Telco Systems is hoping to bring a new dimension to the virtual CPE market, through a joint development agreement with ARM which will develop uCPE boxes based on ARM's RISC-based processors and Telco Systems' NFVTime operating system.
The five-year deal will engage both companies in developing uCPE and edge computing devices based on ARM Ltd. 's semiconductors and Telco Systems (BATM) ' NFVTime operating system. Initially, the focus will be on two existing system-on-a-chip vendors, NXP Semiconductors N.V. (Nasdaq: NXPI) and Marvell Technology Group Ltd. (Nasdaq: MRVL), but the partners will also build a larger ecosystem both of SoC vendors, including Cavium Inc. (Nasdaq: CAVM) and virtual network function (VNF) makers. The idea, says Telco Systems' CEO Ariel Efrati, is to enable VNF developers to be able to create their software once for certification on NFVTime, and enable that VNF to run on either an ARM or x86-based white box.

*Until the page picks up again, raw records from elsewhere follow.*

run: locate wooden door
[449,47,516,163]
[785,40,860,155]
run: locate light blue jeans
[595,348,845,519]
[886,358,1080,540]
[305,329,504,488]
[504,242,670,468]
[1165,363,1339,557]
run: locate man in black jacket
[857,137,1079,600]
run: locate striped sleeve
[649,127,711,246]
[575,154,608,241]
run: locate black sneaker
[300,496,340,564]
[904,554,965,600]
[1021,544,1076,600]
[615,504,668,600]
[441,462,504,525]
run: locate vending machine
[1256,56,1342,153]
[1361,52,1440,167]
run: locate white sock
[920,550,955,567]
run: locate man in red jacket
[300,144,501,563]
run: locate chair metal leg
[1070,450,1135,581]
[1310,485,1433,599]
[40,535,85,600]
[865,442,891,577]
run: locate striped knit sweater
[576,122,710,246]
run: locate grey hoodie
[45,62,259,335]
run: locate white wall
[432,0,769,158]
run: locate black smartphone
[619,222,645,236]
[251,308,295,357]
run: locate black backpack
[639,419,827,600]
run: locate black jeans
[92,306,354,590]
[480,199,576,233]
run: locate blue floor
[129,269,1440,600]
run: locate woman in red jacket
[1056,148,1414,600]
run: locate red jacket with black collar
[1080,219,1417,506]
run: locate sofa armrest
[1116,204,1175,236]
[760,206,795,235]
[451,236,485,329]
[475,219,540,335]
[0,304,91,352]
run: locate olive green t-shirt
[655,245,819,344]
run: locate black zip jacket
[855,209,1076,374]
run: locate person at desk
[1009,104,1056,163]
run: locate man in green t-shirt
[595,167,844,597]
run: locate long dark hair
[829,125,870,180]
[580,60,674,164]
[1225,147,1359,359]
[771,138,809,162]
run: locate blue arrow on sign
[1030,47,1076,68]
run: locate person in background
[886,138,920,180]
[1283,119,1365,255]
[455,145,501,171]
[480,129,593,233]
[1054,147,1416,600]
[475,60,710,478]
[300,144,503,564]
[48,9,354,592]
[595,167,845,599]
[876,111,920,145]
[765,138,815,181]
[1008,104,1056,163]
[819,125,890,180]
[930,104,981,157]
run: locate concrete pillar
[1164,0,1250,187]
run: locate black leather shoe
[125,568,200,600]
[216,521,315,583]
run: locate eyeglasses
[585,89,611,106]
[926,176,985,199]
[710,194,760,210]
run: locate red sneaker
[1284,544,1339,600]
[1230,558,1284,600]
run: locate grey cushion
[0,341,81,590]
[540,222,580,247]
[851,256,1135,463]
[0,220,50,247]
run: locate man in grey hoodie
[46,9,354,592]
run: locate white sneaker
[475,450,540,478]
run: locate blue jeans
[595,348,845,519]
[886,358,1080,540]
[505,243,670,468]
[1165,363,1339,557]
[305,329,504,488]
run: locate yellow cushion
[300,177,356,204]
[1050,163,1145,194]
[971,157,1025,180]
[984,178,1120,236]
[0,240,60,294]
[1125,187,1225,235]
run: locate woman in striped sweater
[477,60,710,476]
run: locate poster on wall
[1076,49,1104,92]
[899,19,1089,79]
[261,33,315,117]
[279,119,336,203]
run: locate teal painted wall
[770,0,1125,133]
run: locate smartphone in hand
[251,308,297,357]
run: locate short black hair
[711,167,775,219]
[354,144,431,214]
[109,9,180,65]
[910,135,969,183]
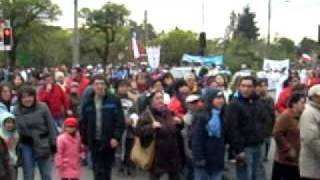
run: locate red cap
[63,118,79,127]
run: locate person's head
[71,67,82,81]
[63,117,79,134]
[151,79,163,92]
[13,73,24,87]
[215,74,227,88]
[92,74,107,96]
[186,94,203,112]
[256,79,268,97]
[174,80,191,98]
[3,116,16,132]
[0,83,12,102]
[115,80,130,96]
[43,73,55,84]
[239,76,256,98]
[204,89,225,110]
[149,92,165,110]
[288,93,306,114]
[184,73,197,88]
[162,73,174,86]
[18,85,37,108]
[288,75,300,87]
[54,71,64,84]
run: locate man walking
[226,76,270,180]
[80,75,125,180]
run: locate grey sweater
[14,103,57,158]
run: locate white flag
[147,47,160,69]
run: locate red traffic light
[3,28,11,36]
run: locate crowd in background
[0,65,320,180]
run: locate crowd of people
[0,66,320,180]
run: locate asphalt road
[18,142,275,180]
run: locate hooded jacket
[191,89,225,173]
[0,112,19,165]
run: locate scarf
[207,109,222,138]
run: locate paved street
[18,139,274,180]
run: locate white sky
[53,0,320,43]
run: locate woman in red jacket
[38,74,72,128]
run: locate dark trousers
[91,141,114,180]
[149,173,180,180]
[272,162,300,180]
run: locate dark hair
[91,74,108,85]
[0,83,12,102]
[287,93,306,108]
[18,85,37,106]
[256,78,268,86]
[239,76,257,86]
[114,80,130,90]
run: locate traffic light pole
[72,0,80,66]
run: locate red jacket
[55,133,82,178]
[168,96,187,118]
[67,77,90,96]
[38,84,70,118]
[276,86,292,113]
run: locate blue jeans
[21,144,52,180]
[194,168,223,180]
[236,143,266,180]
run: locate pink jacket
[55,133,82,178]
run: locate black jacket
[80,90,125,149]
[225,95,270,154]
[191,110,225,173]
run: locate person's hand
[46,84,52,92]
[110,139,119,149]
[152,121,162,129]
[173,116,183,124]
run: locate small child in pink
[55,118,82,180]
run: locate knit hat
[63,117,79,128]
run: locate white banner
[263,59,290,73]
[147,46,161,69]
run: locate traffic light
[3,28,12,46]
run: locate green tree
[235,6,259,40]
[0,0,61,67]
[81,3,130,64]
[153,28,198,65]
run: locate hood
[203,88,224,111]
[0,112,17,137]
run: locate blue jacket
[191,109,225,173]
[80,89,125,149]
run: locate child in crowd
[0,112,19,180]
[55,118,82,180]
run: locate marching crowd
[0,66,320,180]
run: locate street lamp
[72,0,80,66]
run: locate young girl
[55,118,81,180]
[0,112,19,180]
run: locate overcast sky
[52,0,320,42]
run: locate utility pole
[72,0,80,66]
[267,0,272,46]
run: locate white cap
[186,94,200,103]
[308,84,320,97]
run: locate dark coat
[225,95,270,154]
[80,90,125,150]
[0,137,10,180]
[136,107,183,173]
[192,110,225,173]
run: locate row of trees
[0,0,320,70]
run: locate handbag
[130,109,155,170]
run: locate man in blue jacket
[80,75,125,180]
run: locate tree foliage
[0,0,61,67]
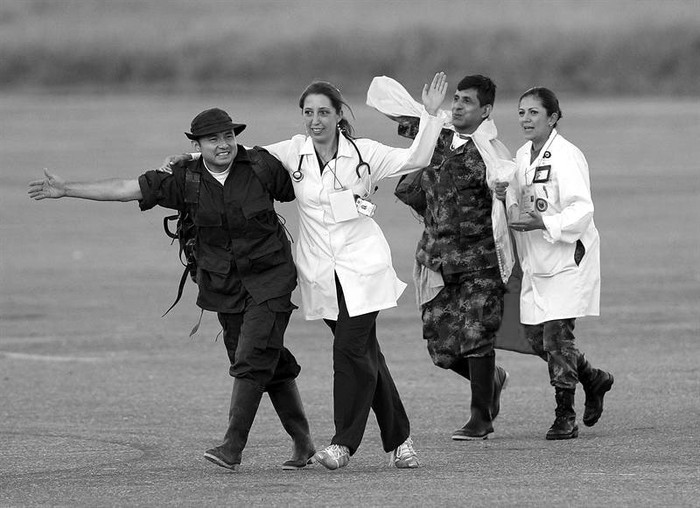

"We have an agreement to create generally available software that can operate in both of those environments that basically adds more NFV functions or VNFs to this," he says in an interview. "The initial development [will be in] around 12 to months and will include onboarding VNFs in three specific categories -- router, SD-WAN and firewall and introducing additional SoC vendors, between two and three into this market."
Telco Systems will lead the development effort while ARM contributes technical expertise and is investing in the effort.
As Heavy Reading Analyst-at-Large Simon Stanley notes in this research report, "Universal CPE: The Ultimate CPE Solution?," Telco Systems is the sole uCPE vendor pushing an ARM-based solution currently. He notes there is "growing interest on ARM processors from Cavium, Marvell and NXP," the three SoC vendors Efrati mentions. (See Virtualizing the Customer Premises.)
"UCPE has been a x86 monoculture so far," says Brian Washburn, practice leader for Ovum's Network Transformation and Cloud Services. "So I have a vague sense of relief to see another processor supported just for theoretical silicon instruction set diversity. Then there's the idea of lower power, cost-savings option. We're aware of some lower-powered vCPE efforts to counter the costs of the 4-core and 8-core systems, that get to be pretty pricey."
Efrati says Telco Systems believes an ARM-based system can be a differentiator in this market, because RISC-based processing has advantages "where power-consumption is very low when you need more cores at lower cost," and that applies to uCPE and edge computing devices.
"ARM has usually on the same chipset more cores versus x86 with a very similar cost," he comments. "So, at the same price at which you can get an x86 box, you can get a box that will usually have much strong computation powers. That's especially important for VNFs, because they usually consume a single core or more."
Also, he says, the SoCs that are available with ARM silicon include what Efrati dubs "unique accelerators" that go beyond networking acceleration which is possible with DPDK to include security, for example, in ARM's TrustZone.
That will "free up more general-purpose CPU power to the VNFs themselves instead of dealing with things that are quite basic to the networking environment like security, tunneling and encryption," he says.
Mike Sapien, chief analyst at Ovum, sees the ARM-Telco Systems tie-up in a broader sense of both ARM's strategy and the hardware market.
"What I find interesting is that this same type of partnership seems to be ARM’s new approach to getting into more complex network and value added service environments," he comments. "ARM seems to be taking the similar approach with many IoT applications and providers. What this ARM approach also highlights that hardware does matter. Cisco touted this at its recent CiscoLive event. Whether it be for cost reasons, service integration or tighter security features, this makes sense to create some new offers or potential features by having more software/hardware integration for many of the new, emerging services like SD-WAN and IoT."
Sapien thinks both service provider customers and application providers "will welcome something like tighter security methods that include hardware and software in a tighter package, just as one example. I do think Telco Systems is one of the first to do this for network/WAN services but IoT market is already on to this and there will many fast followers."
Telco Systems and ARM have been working together for 18 months and have already done one proof of concept, in October, with 6Wind. The partnership on which they now embark will also focus on the growing edge computing space, Efrati says.
"That is something we are now working on -- edge computing places like traffic junctions where you have to integrate a multitude of sensors into one place and you need compute power with almost no latency on the junction itself," he says. For a traffic control application, the compute power would be needed to integrate traffic light control, radar sensors, cameras and, in time, communications with the cars themselves. "And that needs to be on the spot, on the edge itself."
Telco Systems is banking heavily on gaining market advantage from its strategic deal with ARM, as Efrati sees this as giving his company a significant head start on any other uCPE players which might want to go the RISC route. The company says it is working with a number of major operators on this approach, though none are publicly named to date.